Would we have found him the right people eventually? Sure. But with Oracle Mix he was able to jump into an ongoing conversation of like-minded people around the company and he was off and running. This is why you should know about Oracle Mix

Tuesday, March 18, 2008

Enterprise Manager 11g: The Business Value of UI

I spent a day last week interviewing Oracle Enterprise Manager customers who were on the Oracle campus to beta test Oracle Enterprise Manager 11g. The interviews are for a feature story in the Sept/Oct issue of Oracle Magazine. Almost like a cop with suspects, I brought them individually into my interview room and asked them the same questions to see if their story held together. For the most part, it did.

These were all accomplished DBAs and architects, so I found it interesting that all but one started by discussing the new, highly improved Web-based user interface. When I asked why they cared, they told me that it has to do with bringing new DBAs up to speed in dozens of locations around the world, and having all those distant DBAs speaking the same EM language. It’s much easier, they said, when they are all sharing a simpler user experience. I’ll post screens when I get clearance. Which brings me to another point.

In future posts I will go over more of the features they seemed excited about, but as an Oracle employee I need to be careful when talking about features that may or may not make it into the release I’m discussing.

As feature lists firm up and the magazine story develops, I promise to discuss more than just the spiffy new user interface, which I’m pretty sure will make it in.

Tuesday, March 11, 2008

APEX: Big Buzz for a Little Tool

Every time I turn around I find someone looking for help with their project to promote Oracle Application Express (APEX). First there was a podcast, then another podcast by a friend in product marketing, then David Kelly’s magazine article, then a flash demo with David Peake (who's blog is a great entry point into the blogesphere on APEX). Why all this attention to a small time tool in the database for writing simple Web applications?

A couple of reasons:

First there is a new release, APEX 3.1, about which Scott Spendolini has begun blogging. Scott was on the team that wrote HTML DB, the predecessor to APEX, and told me once that his team wasn’t sure if their product would ever find its way into Oracle’s product mix. Once APEX was live and customers started discovering the cool workflow and inventory apps they could throw together using this tool, it found a loyal fan base. (Scott eventually left Oracle and started this company building apps for departments and small companies using APEX.)

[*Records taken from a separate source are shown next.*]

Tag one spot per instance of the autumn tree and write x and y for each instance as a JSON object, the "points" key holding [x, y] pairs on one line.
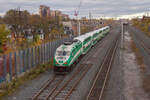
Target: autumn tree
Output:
{"points": [[17, 19], [3, 36]]}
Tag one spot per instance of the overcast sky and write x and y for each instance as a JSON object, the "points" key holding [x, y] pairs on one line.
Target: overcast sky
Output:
{"points": [[98, 8]]}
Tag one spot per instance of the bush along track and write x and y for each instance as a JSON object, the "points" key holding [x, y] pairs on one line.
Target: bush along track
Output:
{"points": [[8, 88]]}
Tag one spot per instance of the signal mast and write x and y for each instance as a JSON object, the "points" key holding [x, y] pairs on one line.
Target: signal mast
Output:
{"points": [[78, 21]]}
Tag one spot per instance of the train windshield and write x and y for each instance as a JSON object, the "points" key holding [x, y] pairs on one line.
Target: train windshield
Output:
{"points": [[62, 53]]}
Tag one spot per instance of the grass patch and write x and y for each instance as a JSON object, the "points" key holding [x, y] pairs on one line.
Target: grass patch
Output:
{"points": [[7, 89]]}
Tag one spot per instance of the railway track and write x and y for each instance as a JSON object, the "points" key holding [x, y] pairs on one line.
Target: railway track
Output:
{"points": [[142, 43], [58, 88], [99, 84]]}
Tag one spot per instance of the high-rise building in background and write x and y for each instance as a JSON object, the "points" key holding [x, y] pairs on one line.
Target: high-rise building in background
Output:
{"points": [[44, 11]]}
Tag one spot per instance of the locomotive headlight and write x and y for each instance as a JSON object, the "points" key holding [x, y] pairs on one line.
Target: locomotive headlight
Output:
{"points": [[65, 63]]}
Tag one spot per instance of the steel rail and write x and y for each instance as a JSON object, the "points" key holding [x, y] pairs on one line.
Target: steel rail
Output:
{"points": [[107, 56]]}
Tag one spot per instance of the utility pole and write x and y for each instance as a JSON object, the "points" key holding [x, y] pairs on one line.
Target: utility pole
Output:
{"points": [[78, 21]]}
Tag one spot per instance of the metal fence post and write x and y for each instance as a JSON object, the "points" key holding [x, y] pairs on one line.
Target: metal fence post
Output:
{"points": [[32, 57], [10, 65], [5, 66], [15, 62]]}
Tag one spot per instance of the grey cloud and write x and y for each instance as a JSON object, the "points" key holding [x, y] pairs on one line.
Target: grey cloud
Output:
{"points": [[110, 8]]}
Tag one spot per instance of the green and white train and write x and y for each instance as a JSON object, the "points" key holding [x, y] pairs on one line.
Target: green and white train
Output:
{"points": [[69, 52]]}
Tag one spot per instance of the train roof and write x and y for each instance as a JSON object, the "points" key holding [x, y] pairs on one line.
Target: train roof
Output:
{"points": [[86, 35], [82, 37], [67, 46]]}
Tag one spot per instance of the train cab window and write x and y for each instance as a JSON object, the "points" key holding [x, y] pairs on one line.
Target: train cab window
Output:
{"points": [[62, 53]]}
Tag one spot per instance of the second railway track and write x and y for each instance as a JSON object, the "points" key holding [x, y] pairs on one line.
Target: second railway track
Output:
{"points": [[97, 89], [57, 88]]}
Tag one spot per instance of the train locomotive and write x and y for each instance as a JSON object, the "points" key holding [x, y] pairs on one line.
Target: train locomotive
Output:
{"points": [[69, 52]]}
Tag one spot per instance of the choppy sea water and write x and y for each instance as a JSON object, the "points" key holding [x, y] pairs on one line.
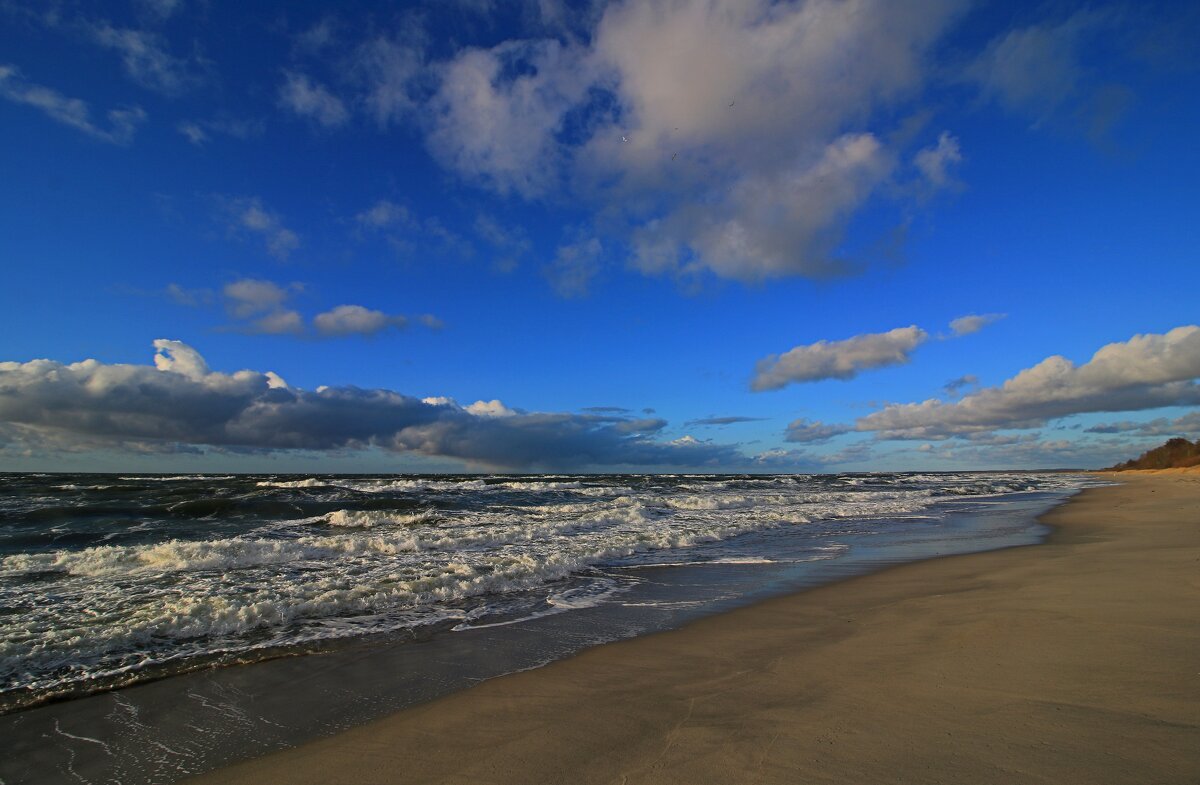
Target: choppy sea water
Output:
{"points": [[111, 580]]}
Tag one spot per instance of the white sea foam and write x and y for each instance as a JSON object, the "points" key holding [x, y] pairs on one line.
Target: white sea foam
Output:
{"points": [[123, 604]]}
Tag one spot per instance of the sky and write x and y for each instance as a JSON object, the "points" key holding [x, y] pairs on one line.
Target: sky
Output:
{"points": [[669, 235]]}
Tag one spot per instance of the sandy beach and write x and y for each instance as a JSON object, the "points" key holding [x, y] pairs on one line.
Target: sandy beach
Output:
{"points": [[1077, 660]]}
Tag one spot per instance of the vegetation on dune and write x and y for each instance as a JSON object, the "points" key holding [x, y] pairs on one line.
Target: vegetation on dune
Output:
{"points": [[1177, 453]]}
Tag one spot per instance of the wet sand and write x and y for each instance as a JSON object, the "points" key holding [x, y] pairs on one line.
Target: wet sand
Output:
{"points": [[1077, 660]]}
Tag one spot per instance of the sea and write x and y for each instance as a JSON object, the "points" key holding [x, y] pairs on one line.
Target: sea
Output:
{"points": [[125, 595]]}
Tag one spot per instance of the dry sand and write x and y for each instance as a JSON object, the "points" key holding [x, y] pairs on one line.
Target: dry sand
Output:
{"points": [[1077, 660]]}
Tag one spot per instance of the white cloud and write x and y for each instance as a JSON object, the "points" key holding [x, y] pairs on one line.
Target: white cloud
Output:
{"points": [[1145, 372], [491, 408], [179, 358], [145, 58], [183, 295], [405, 232], [162, 9], [510, 241], [954, 387], [733, 136], [1185, 425], [936, 163], [574, 267], [837, 359], [813, 432], [247, 213], [973, 323], [247, 297], [389, 70], [307, 99], [72, 112], [1039, 71], [355, 319], [502, 131], [199, 132], [179, 403], [285, 322]]}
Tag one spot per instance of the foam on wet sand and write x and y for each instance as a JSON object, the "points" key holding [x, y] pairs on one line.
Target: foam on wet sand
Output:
{"points": [[1071, 661]]}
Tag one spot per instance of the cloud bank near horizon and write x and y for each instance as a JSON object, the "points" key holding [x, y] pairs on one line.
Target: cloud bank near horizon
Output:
{"points": [[180, 401]]}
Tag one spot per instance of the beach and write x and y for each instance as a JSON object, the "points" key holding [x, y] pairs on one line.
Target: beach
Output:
{"points": [[1074, 660]]}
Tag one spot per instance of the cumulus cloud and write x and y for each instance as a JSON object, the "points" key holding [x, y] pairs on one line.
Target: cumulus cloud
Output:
{"points": [[192, 298], [199, 132], [389, 70], [781, 459], [973, 323], [501, 130], [837, 359], [162, 9], [813, 432], [1186, 425], [247, 297], [733, 136], [1038, 71], [405, 232], [283, 322], [249, 214], [261, 307], [179, 400], [123, 123], [145, 58], [511, 243], [574, 268], [935, 163], [355, 319], [1145, 372], [724, 420], [954, 387], [307, 99]]}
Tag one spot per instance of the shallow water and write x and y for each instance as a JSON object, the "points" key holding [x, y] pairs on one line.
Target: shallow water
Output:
{"points": [[601, 559]]}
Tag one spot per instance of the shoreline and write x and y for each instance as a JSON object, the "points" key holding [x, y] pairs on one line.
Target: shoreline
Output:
{"points": [[203, 720], [1074, 666]]}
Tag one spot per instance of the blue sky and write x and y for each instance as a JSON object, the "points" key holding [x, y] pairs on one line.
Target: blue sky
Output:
{"points": [[477, 235]]}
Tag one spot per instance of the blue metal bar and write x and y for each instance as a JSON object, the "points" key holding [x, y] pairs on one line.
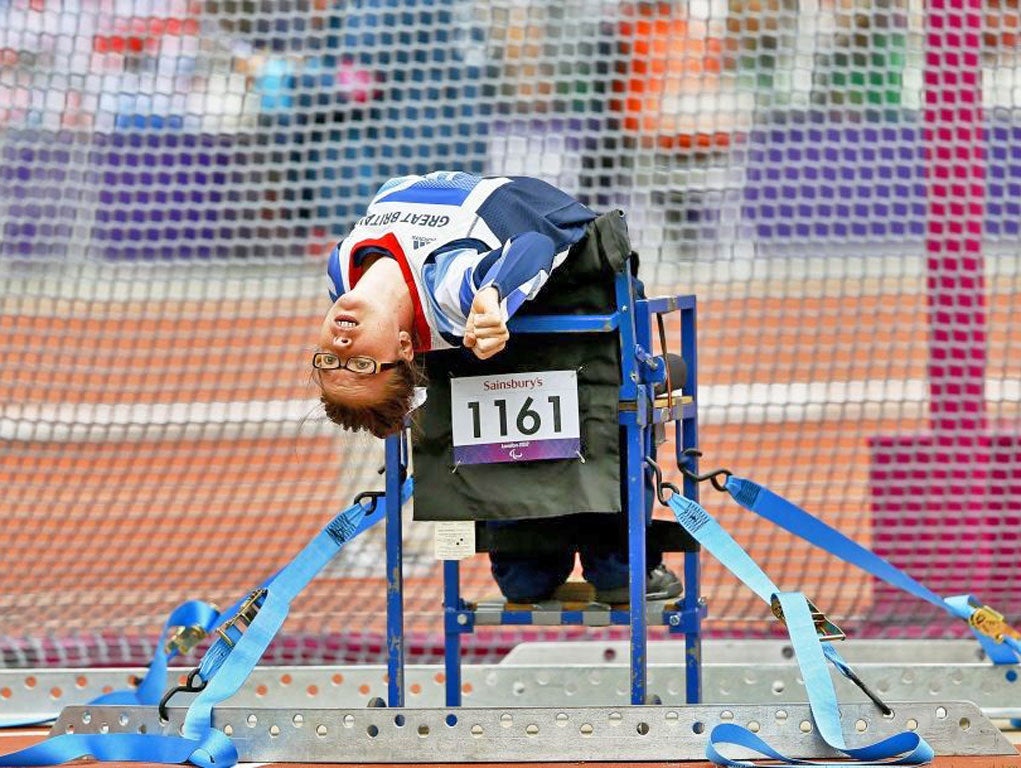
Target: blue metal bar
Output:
{"points": [[394, 574], [452, 629], [687, 436], [633, 329]]}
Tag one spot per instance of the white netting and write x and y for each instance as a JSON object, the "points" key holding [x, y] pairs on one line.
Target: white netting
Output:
{"points": [[173, 174]]}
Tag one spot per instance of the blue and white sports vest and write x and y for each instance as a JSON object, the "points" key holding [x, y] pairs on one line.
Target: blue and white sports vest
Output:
{"points": [[454, 234]]}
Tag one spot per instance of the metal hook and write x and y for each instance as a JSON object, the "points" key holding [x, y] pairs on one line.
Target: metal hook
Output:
{"points": [[190, 686], [375, 495], [660, 483], [713, 477]]}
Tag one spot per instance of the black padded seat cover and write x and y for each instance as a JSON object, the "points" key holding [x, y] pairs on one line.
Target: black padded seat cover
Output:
{"points": [[582, 285]]}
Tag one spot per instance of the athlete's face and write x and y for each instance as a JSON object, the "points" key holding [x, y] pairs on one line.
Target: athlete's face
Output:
{"points": [[355, 327]]}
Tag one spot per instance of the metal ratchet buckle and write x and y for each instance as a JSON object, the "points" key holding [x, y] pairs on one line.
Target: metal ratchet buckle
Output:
{"points": [[826, 629], [185, 638], [244, 617], [991, 624]]}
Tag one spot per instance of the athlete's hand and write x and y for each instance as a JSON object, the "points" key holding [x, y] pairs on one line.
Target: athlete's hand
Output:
{"points": [[486, 332]]}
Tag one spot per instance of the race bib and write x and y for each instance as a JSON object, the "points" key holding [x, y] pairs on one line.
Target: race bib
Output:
{"points": [[515, 417]]}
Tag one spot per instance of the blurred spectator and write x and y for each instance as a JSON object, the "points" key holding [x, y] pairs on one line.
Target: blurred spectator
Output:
{"points": [[1001, 36], [672, 63], [862, 62]]}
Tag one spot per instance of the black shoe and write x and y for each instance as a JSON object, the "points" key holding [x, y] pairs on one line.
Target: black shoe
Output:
{"points": [[677, 372], [661, 584]]}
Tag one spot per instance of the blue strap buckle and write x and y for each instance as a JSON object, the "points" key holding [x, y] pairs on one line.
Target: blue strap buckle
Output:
{"points": [[991, 624], [246, 614], [825, 628], [185, 638]]}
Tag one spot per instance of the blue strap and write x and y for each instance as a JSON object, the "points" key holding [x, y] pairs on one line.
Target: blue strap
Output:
{"points": [[1006, 650], [904, 749], [150, 689], [227, 665]]}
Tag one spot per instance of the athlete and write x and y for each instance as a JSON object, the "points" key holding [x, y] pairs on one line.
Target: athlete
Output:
{"points": [[437, 260], [442, 260]]}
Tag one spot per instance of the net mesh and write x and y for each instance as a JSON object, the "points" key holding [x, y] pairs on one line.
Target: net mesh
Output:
{"points": [[837, 182]]}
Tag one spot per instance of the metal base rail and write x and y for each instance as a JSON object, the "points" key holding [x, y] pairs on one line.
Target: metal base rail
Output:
{"points": [[627, 732]]}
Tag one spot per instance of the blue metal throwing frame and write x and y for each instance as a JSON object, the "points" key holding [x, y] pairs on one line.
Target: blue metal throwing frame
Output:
{"points": [[632, 321]]}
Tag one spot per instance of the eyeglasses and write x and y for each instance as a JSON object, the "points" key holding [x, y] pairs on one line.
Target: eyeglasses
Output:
{"points": [[359, 364]]}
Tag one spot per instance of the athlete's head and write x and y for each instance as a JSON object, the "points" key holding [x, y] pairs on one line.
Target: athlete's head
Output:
{"points": [[362, 366]]}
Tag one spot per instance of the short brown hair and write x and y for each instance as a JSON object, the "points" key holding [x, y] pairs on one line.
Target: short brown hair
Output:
{"points": [[384, 418]]}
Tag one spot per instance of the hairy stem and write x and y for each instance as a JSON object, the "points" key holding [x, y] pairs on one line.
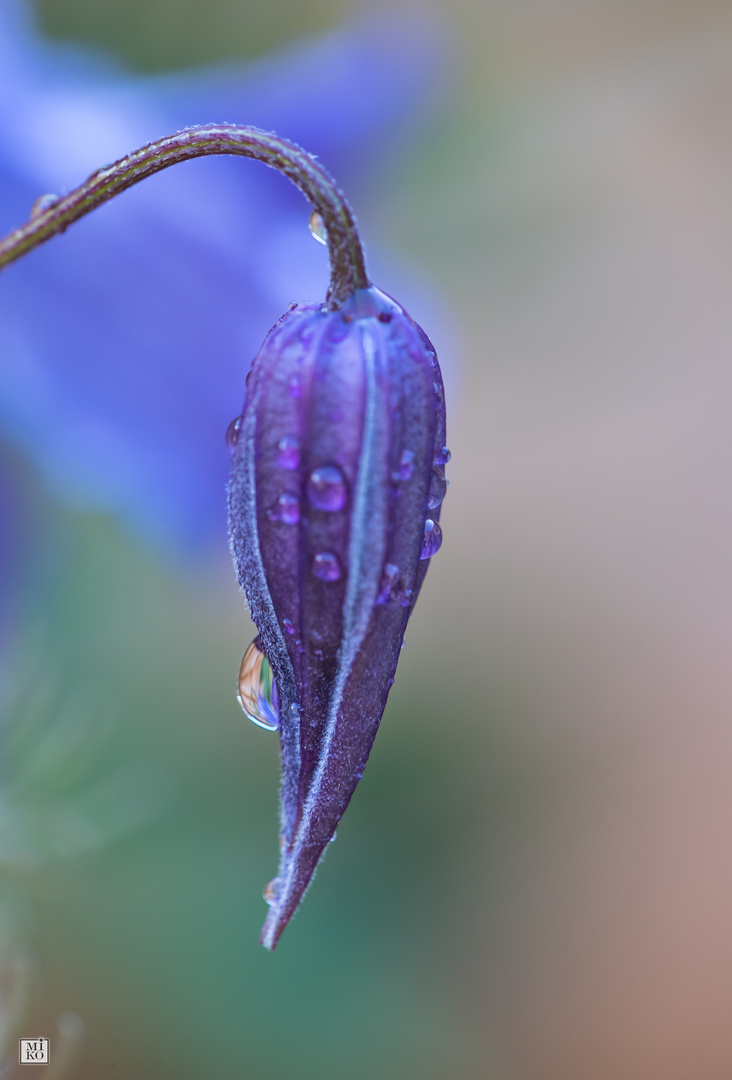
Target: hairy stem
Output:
{"points": [[348, 271]]}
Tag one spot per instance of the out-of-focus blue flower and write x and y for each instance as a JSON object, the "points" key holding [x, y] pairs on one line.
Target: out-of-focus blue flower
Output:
{"points": [[123, 342]]}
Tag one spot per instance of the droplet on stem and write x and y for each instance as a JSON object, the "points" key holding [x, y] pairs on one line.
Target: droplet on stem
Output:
{"points": [[232, 433], [437, 487], [432, 539], [326, 566], [257, 689], [288, 453], [317, 228], [42, 203], [326, 488], [271, 890]]}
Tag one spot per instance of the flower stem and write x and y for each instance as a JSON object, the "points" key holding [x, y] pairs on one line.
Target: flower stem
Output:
{"points": [[348, 271]]}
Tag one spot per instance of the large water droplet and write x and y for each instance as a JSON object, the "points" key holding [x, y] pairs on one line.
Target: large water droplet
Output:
{"points": [[271, 891], [232, 433], [326, 488], [317, 228], [288, 453], [437, 487], [257, 689], [432, 539], [326, 566]]}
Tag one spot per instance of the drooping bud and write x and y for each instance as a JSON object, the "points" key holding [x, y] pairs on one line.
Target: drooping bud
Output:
{"points": [[334, 501]]}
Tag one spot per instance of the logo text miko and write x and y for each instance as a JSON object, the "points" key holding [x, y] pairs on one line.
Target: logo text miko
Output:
{"points": [[34, 1052]]}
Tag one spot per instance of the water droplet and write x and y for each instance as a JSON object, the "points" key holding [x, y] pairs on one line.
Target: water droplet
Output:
{"points": [[317, 228], [391, 586], [406, 467], [432, 539], [288, 453], [257, 689], [326, 488], [287, 510], [271, 891], [437, 487], [43, 203], [326, 566], [232, 433], [388, 583]]}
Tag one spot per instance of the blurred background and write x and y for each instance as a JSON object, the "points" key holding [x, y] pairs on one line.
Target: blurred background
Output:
{"points": [[533, 880]]}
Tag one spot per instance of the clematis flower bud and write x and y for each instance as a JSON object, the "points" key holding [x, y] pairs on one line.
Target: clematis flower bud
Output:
{"points": [[336, 487], [335, 495]]}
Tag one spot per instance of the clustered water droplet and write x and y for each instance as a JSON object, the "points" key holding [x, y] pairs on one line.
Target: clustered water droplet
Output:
{"points": [[288, 453], [286, 509], [432, 539], [326, 488], [232, 433], [437, 487], [326, 566], [317, 228], [257, 689]]}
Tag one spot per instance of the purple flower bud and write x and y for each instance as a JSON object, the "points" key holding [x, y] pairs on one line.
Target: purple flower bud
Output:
{"points": [[343, 427]]}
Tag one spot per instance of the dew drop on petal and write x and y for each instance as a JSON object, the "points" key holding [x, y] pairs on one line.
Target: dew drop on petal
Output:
{"points": [[271, 891], [326, 566], [432, 539], [288, 509], [317, 228], [437, 487], [232, 433], [288, 453], [326, 488], [406, 464], [388, 583], [257, 689]]}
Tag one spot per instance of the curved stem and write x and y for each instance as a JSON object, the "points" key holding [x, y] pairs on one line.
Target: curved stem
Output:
{"points": [[348, 271]]}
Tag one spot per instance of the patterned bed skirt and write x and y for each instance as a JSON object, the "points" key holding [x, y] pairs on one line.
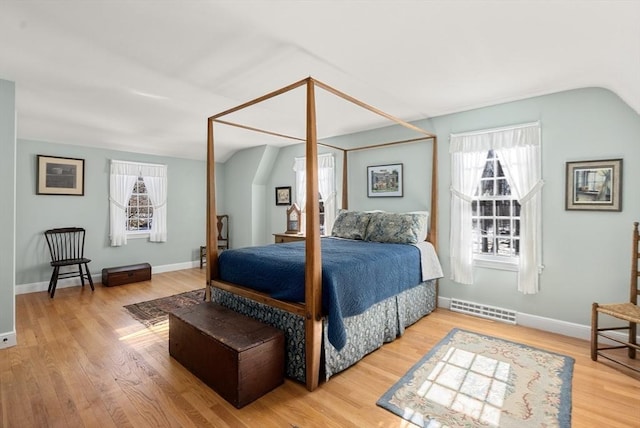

That brings us to the other reason for the all the attention to APEX. Oracle wants to stop the baffling practice by its enterprise customers of licensing an Oracle Database for its mission critical work and then licensing a competitors database for smaller departmental needs. With the new release and the accompanying buzz, Oracle is simply asking its customers, “why spend money on a less secure and scalable database when the best tool for your needs is in the database you already own?”